Solution 3: Fix NVML Driver/Library Mismatch

This error often appears after driver updates:

bash
# The simplest solution: reboot your system
sudo reboot

# If reboot doesn't work, reload the driver
sudo rmmod nvidia_uvm
sudo rmmod nvidia_drm
sudo rmmod nvidia_modeset
sudo rmmod nvidia
sudo modprobe nvidia

3. WSL2-Specific Problems

Problem: CUDA not working in WSL2 on Windows

WSL2 has unique requirements for CUDA support that differ from native Linux installations.

┌──────────────────────────────────────────────────────────────┐
│  WSL2 CUDA Architecture (Critical Rules)                     │
├──────────────────────────────────────────────────────────────┤
│                                                              │
│  Windows Host                                                │
│  ┌────────────────────────────────────────────────────────┐  │
│  │  NVIDIA Driver (WSL-enabled)  ← Install HERE            │  │
│  │  ├─ Manages GPU hardware                                │  │
│  │  └─ Exposes /dev/dxg to WSL2                            │  │
│  └────────────────────────────────────────────────────────┘  │
│         │                                                    │
│         ↓ (passthrough)                                      │
│  ┌────────────────────────────────────────────────────────┐  │
│  │  WSL2 Ubuntu                                            │  │
│  │  ├─ CUDA Toolkit ONLY  ← Install HERE                   │  │
│  │  ├─ NO driver installation!                             │  │
│  │  └─ Uses Windows driver via /dev/dxg                    │  │
│  └────────────────────────────────────────────────────────┘  │
│                                                              │
│  Common mistake: Installing NVIDIA driver in WSL2            │
│  Result: Conflicts and failures                              │
│                                                              │
└──────────────────────────────────────────────────────────────┘

Critical Rules for WSL2:

  1. DO NOT install NVIDIA drivers inside WSL2 - they come from Windows
  2. Install only the CUDA Toolkit in WSL2, not the driver
  3. Windows must have the WSL2-compatible NVIDIA driver

Solution:

Step 1: Install Correct Windows Driver Download the CUDA-enabled driver for WSL from NVIDIA's WSL page.

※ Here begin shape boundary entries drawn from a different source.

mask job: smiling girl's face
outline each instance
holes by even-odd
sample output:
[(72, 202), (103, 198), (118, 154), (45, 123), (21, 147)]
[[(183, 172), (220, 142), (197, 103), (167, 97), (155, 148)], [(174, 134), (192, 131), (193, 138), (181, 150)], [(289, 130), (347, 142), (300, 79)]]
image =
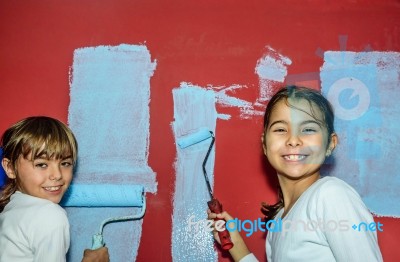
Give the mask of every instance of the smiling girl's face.
[(326, 155), (335, 145), (336, 136), (328, 135), (321, 111), (305, 99), (277, 102), (263, 135), (268, 161), (278, 175), (293, 180), (319, 176)]

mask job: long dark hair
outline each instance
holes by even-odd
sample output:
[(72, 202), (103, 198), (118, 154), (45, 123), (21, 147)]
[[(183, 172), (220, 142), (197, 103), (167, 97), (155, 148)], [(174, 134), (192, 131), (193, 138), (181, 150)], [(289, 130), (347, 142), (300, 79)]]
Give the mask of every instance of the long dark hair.
[[(276, 104), (284, 100), (286, 105), (292, 108), (296, 108), (295, 106), (291, 105), (289, 103), (288, 98), (291, 99), (304, 99), (308, 101), (310, 104), (311, 108), (311, 116), (318, 122), (320, 122), (321, 126), (325, 126), (327, 131), (328, 131), (328, 145), (330, 143), (331, 136), (330, 134), (333, 134), (335, 132), (334, 130), (334, 114), (333, 114), (333, 109), (329, 101), (319, 92), (311, 88), (307, 87), (299, 87), (299, 86), (286, 86), (281, 88), (268, 102), (267, 108), (265, 109), (265, 114), (264, 114), (264, 133), (266, 132), (266, 129), (268, 128), (269, 120), (272, 114), (272, 111), (274, 110)], [(319, 119), (316, 117), (316, 114), (313, 111), (314, 106), (316, 106), (320, 112), (322, 113), (323, 119)], [(296, 108), (298, 110), (301, 110), (300, 108)], [(302, 110), (303, 111), (303, 110)], [(307, 112), (306, 112), (307, 113)], [(266, 221), (269, 221), (271, 219), (274, 219), (274, 217), (278, 214), (278, 212), (283, 208), (284, 206), (284, 199), (283, 199), (283, 193), (282, 189), (280, 186), (278, 187), (278, 202), (269, 205), (267, 203), (262, 203), (261, 204), (261, 212), (265, 215)]]

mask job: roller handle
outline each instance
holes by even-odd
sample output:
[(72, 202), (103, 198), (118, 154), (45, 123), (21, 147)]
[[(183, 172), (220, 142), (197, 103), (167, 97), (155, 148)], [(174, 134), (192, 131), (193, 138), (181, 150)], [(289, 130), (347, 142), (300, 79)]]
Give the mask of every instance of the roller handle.
[(92, 250), (99, 249), (101, 247), (104, 247), (103, 235), (102, 234), (93, 235)]
[[(216, 214), (222, 213), (222, 205), (218, 201), (218, 199), (213, 198), (211, 201), (208, 201), (207, 204), (211, 212)], [(223, 220), (223, 219), (216, 218), (215, 220)], [(223, 231), (218, 231), (218, 236), (221, 241), (221, 247), (223, 250), (229, 250), (233, 247), (231, 236), (229, 235), (229, 232), (228, 230), (226, 230), (226, 228)]]

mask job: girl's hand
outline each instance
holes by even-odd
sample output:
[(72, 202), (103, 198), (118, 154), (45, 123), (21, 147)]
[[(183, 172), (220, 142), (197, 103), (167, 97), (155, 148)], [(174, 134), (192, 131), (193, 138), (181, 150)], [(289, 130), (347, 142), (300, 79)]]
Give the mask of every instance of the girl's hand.
[[(215, 220), (216, 218), (223, 219), (225, 221), (234, 219), (226, 211), (223, 211), (221, 214), (215, 214), (215, 213), (212, 213), (210, 209), (208, 209), (207, 214), (208, 214), (208, 219), (212, 219), (212, 220)], [(239, 232), (237, 230), (229, 231), (229, 234), (231, 236), (231, 240), (233, 243), (233, 247), (229, 250), (229, 253), (231, 254), (234, 261), (239, 261), (244, 256), (250, 254), (250, 251), (247, 248), (246, 243), (244, 242), (242, 236), (239, 234)], [(217, 230), (213, 231), (213, 235), (214, 235), (214, 239), (218, 242), (218, 244), (221, 244)]]
[(107, 247), (91, 250), (85, 249), (82, 262), (109, 262), (110, 257)]

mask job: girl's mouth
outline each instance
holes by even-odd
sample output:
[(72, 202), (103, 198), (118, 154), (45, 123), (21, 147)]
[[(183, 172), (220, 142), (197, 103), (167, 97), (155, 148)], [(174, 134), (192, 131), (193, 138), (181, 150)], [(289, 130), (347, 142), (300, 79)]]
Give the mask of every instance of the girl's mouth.
[(283, 158), (288, 161), (301, 161), (304, 160), (306, 155), (284, 155)]
[(50, 186), (50, 187), (44, 187), (44, 190), (54, 192), (60, 190), (61, 186)]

Step 2: Verify WSL2 Can See GPU

bash
# In WSL2 terminal
nvidia-smi

If this works, Windows driver is configured correctly.

Step 3: Install CUDA Toolkit in WSL2

bash
wget https://developer.download.nvidia.com/compute/cuda/repos/wsl-ubuntu/x86_64/cuda-keyring_1.0-1_all.deb
sudo dpkg -i cuda-keyring_1.0-1_all.deb
sudo apt-get update
sudo apt-get install cuda-toolkit-12-1  # No driver installation!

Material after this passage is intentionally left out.